The continued popularity of the Catweasel Mk2 led to a special "Anniversary Edition" of this model being released in 2006. The PCB of the Anniversary Edition received minor updates, however it retained the same form factor and functionality as the Mk2.

===Z-II===
The Catweasel Z-II version was an Amiga Zorro-II expansion that combined the Catweasel Mk2 controller with another Individual Computers product, the Buddha, on a single board providing floppy and IDE interfaces to the host computer.

===Mk3===
The Catweasel Mk3 was designed to interface with either a PCI slot, an Amiga Zorro II slot or the clock port of an Amiga 1200. In addition to the low-level access granted to floppy drives, it has a socket for a Commodore 64 SID sound chip, a port for an Amiga 2000 keyboard, and two 9-pin digital joysticks (Atari 2600 de facto standard). The Mk3 was succeeded by the Mk4.

===Mk4 and Mk4plus ===
The Catweasel Mk4 was officially announced on 18 July 2004, with a wide array of new features planned.
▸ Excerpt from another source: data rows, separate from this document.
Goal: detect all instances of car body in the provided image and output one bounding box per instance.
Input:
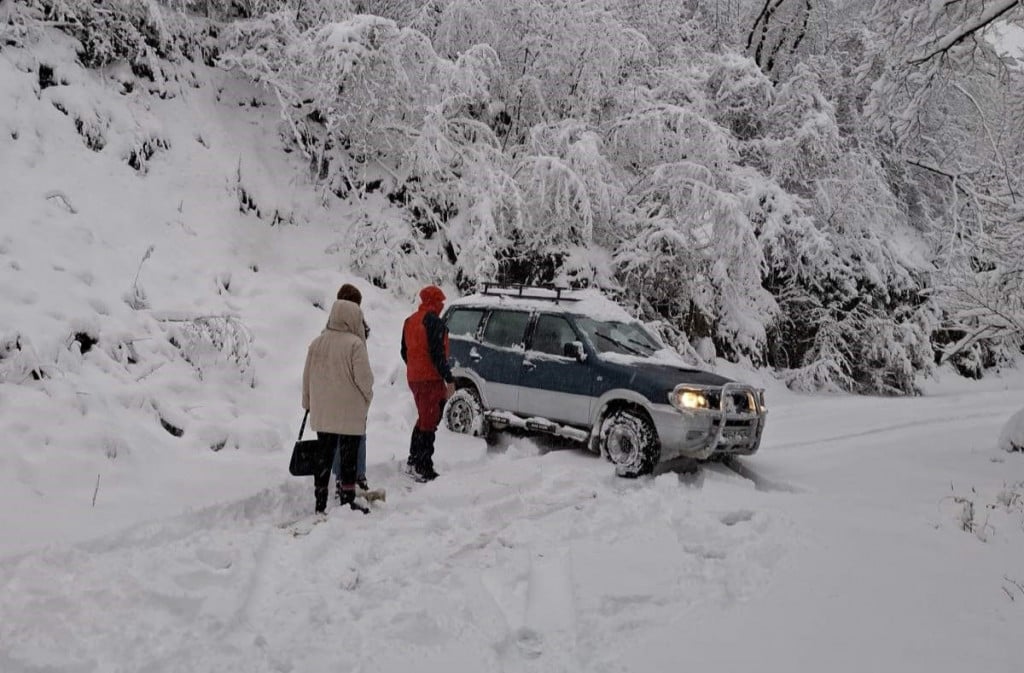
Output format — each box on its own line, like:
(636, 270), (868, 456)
(442, 287), (766, 476)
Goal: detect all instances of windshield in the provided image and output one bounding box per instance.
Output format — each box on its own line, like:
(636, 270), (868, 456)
(577, 318), (662, 357)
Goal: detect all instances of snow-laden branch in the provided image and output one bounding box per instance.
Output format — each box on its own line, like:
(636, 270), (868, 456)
(907, 0), (1024, 66)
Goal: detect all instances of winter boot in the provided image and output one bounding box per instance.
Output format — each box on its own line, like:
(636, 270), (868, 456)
(313, 487), (328, 514)
(419, 432), (440, 481)
(406, 425), (423, 468)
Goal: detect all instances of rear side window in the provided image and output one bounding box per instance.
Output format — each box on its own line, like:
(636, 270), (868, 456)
(483, 310), (529, 348)
(531, 316), (577, 355)
(447, 308), (483, 337)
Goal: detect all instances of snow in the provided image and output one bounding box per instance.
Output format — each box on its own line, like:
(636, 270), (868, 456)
(6, 31), (1024, 673)
(447, 288), (636, 323)
(999, 409), (1024, 452)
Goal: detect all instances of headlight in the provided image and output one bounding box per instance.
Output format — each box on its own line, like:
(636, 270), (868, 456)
(669, 388), (708, 411)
However, due to manufacturing delays and production backlogs, the Mk4 was not released until early February 2005.

This version of the Catweasel makes heavy use of reconfigurable logic in the form of an Altera ACEX EP1K30TC144-3N FPGA chip, as well as an AMD MACH110 PLD and a PCI interface IC. The Mk4/Mk4+ driver uploads the FPGA microcode on start, which makes easy updates possible without having to replace hardware.

Official software and drivers are available for Windows, and unofficial drivers and utilities are available for Linux.

The Catweasel Mk4Plus appears to be no longer available.